After running homelessness services for 30 years, two providers have lost out in a NSW government shakeup
FRIDAY, June 13 turned out to be a black day for two long-time local service providers, with Shoalhaven Youth Accommodation and the Shoalhaven Women’s Refuge both missing out on funding under the state government’s Going Home Staying Home tender reform.
“What do we do now?” said a clearly devastated Shoalhaven Youth Accommodation manager Kerri Snowden.
“What do we do with the young people we currently have in accommodation?”
Both organisations have been operating in the local area for 30 years.
The women’s refuge tender has been awarded to the Illawarra Women’s Homelessness and Domestic and Family Violence Support Service, while the youth accommodation tender has gone to CareSouth.
Ms Snowden, who has been with the service since its beginning, said she was almost too emotional to talk about the decision.
“I’m devastated. Angry. At a loss. There have certainly been lots of tears,” she said.
The state government’s decision will see the nine beds and accommodation run by the service move to the family tender, resulting in fewer beds for youth homelessness in the Shoalhaven.
“The big operations are definitely the big winners,” she said.
“There is no way our clients would be able to afford private rental and with the federal government’s decision to reduce benefits and with the lack of employment, training and transport opportunities in the Shoalhaven, the future looks grim.

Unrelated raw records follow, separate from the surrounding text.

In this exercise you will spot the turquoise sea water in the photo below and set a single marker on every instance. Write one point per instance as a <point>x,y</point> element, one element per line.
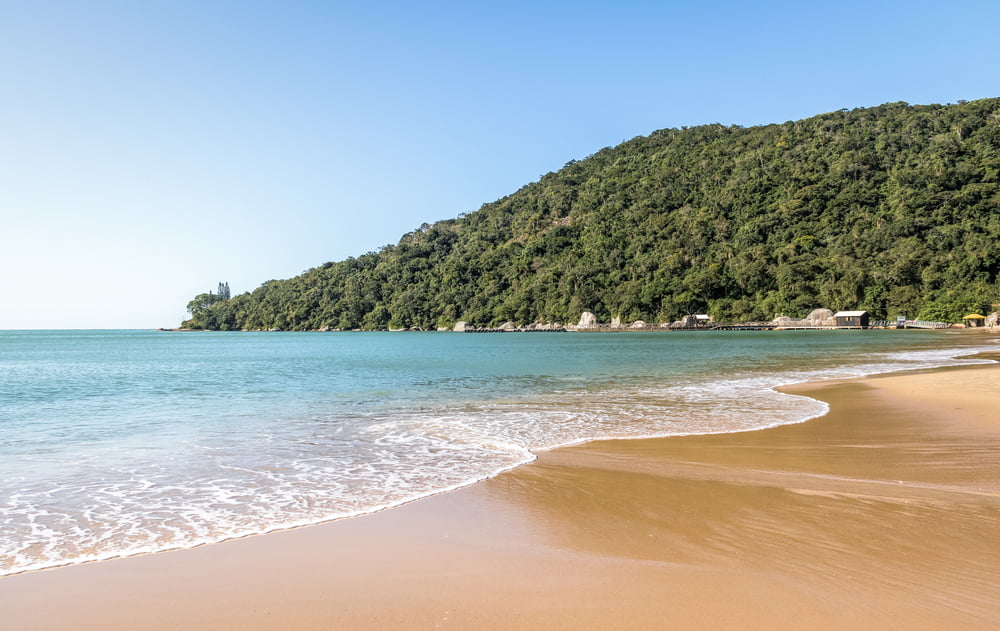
<point>121,442</point>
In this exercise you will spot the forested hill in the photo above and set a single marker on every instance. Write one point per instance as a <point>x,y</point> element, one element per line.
<point>894,209</point>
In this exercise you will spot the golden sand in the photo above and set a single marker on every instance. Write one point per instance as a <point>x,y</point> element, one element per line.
<point>884,514</point>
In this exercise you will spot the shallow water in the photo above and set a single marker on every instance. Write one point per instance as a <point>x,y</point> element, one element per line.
<point>120,442</point>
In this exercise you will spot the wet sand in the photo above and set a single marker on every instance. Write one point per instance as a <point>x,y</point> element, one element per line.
<point>884,514</point>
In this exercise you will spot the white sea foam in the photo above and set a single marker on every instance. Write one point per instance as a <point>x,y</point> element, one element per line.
<point>319,468</point>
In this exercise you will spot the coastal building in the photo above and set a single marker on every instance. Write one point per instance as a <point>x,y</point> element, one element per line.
<point>974,320</point>
<point>696,320</point>
<point>854,319</point>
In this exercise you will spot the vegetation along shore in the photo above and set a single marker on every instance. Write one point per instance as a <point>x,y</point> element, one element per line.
<point>893,210</point>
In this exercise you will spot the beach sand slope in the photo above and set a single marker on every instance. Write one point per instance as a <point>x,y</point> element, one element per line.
<point>884,514</point>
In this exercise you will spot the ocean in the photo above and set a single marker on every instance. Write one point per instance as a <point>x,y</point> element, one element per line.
<point>115,443</point>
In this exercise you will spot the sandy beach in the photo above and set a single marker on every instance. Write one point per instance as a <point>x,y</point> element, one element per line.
<point>884,514</point>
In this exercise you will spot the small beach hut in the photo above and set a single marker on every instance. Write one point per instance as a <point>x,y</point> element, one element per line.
<point>853,319</point>
<point>974,320</point>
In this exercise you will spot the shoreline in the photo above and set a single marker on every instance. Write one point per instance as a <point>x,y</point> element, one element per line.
<point>783,388</point>
<point>623,532</point>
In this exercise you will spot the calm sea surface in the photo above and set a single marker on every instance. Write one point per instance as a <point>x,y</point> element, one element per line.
<point>120,442</point>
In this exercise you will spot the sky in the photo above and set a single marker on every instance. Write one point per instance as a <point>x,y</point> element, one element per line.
<point>150,150</point>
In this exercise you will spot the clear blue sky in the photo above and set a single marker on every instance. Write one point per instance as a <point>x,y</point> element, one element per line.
<point>149,150</point>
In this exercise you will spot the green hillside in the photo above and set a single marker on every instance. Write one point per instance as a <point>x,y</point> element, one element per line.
<point>894,209</point>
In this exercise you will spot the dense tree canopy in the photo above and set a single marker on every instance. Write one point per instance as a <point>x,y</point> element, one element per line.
<point>894,209</point>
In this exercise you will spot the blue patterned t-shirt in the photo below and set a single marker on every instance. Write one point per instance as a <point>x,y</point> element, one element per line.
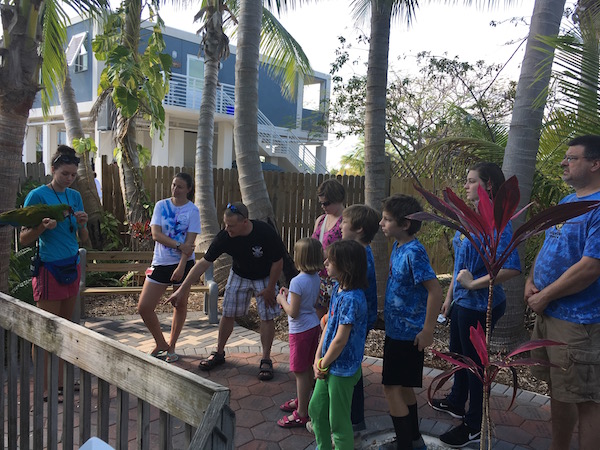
<point>347,308</point>
<point>565,245</point>
<point>405,296</point>
<point>175,222</point>
<point>371,290</point>
<point>466,257</point>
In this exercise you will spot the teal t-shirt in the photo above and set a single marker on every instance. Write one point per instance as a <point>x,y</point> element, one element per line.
<point>60,242</point>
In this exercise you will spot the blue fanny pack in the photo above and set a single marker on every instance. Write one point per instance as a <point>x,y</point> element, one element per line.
<point>63,270</point>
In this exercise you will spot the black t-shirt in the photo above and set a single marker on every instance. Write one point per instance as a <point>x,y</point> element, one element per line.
<point>253,255</point>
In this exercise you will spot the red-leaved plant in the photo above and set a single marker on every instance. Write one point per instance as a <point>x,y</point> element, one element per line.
<point>483,228</point>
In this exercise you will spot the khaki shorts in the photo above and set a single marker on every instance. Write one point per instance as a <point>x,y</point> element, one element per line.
<point>577,379</point>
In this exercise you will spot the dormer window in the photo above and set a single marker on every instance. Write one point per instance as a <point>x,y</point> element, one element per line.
<point>77,55</point>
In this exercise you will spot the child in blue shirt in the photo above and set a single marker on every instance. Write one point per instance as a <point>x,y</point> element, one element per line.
<point>337,365</point>
<point>361,223</point>
<point>412,302</point>
<point>299,302</point>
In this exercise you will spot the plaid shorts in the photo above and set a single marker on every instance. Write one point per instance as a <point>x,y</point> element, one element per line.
<point>577,379</point>
<point>238,293</point>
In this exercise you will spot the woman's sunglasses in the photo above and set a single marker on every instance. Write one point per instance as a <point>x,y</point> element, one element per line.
<point>235,210</point>
<point>66,159</point>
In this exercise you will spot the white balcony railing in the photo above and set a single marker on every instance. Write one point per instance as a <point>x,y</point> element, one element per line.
<point>186,92</point>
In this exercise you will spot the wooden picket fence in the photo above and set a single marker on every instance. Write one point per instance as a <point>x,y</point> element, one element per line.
<point>293,196</point>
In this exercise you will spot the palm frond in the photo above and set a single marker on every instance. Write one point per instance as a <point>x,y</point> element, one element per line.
<point>284,55</point>
<point>577,69</point>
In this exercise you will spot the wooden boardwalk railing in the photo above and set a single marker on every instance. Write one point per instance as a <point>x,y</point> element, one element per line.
<point>115,381</point>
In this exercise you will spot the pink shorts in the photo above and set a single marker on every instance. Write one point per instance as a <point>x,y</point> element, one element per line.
<point>303,347</point>
<point>45,286</point>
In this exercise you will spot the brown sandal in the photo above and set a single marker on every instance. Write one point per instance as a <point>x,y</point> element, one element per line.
<point>215,359</point>
<point>265,373</point>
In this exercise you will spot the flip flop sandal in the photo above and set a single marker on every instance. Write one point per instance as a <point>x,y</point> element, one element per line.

“Many of our clients can’t go home. It was a nice philosophy but it won’t work.
“The amount of job losses across the sector around the state during this reform has been merciless.”
She said the tendering process was not fair.
“We have asked numerous questions through the whole process but have been given no answers,” she said.
“We have five full-time staff, a couple of them single mothers. What are they going to do?”
Chairman June Baker was more to the point saying it was a “right cockup”.
“It’s a kick in the guts,” she said.
“It appears most of the tenders have gone to big organisations, which have large infrastructure around them. The little groups are gone.
“We won’t be going down without a fight.”
She was disappointed with state MPs Shelley Hancock and Gareth Ward, saying “they should have fought harder for local services”.
“The City of Shoalhaven is the loser here,” she said.
Manager of Shoalhaven Women’s Rosa Refuge Michelle Miran was “absolutely shattered”.
“We have six staff here who don’t know what the future holds for them,” she said.
“But they are committed to continue to support their clients, who are basically women fleeing domestic violence and homeless and they will do that until the new provider takes over.
“Our only relief is at least the service will be delivered by an organisation which carries the same philosophies we’ve always had, of protecting the wellbeing of women and children.”
There are only six refuges between Wollongong and the Victorian border catering for women, with the Nowra operation the only one that can accommodate a woman with up to six children.
She said the tender process was “botched”.
“The state government virtually set collaborative partners against each other,” she said.
“There has never been any intensive one-to-one consultation with the Department of Housing, personnel and the managers of the various services.
“They made all their decisions based on what they’ve read, without having any local knowledge and I doubt they have any of that.
“This whole process was supposed to be resolved on April 29, then it was delayed to the middle of May and put back again until June and then announced Friday morning.
“The first we heard about the decision was when I received a call from a fellow provider at 8.30am [on Friday] and 15 minutes later heard from the director of Housing NSW informing us we hadn’t been successful.
“At that point I just burst into tears.”
The refuge can cater for five families at any one time and often has up to 20 people on a waiting list.
“The federal and state government are delusional about vulnerable people - they don’t understand it.”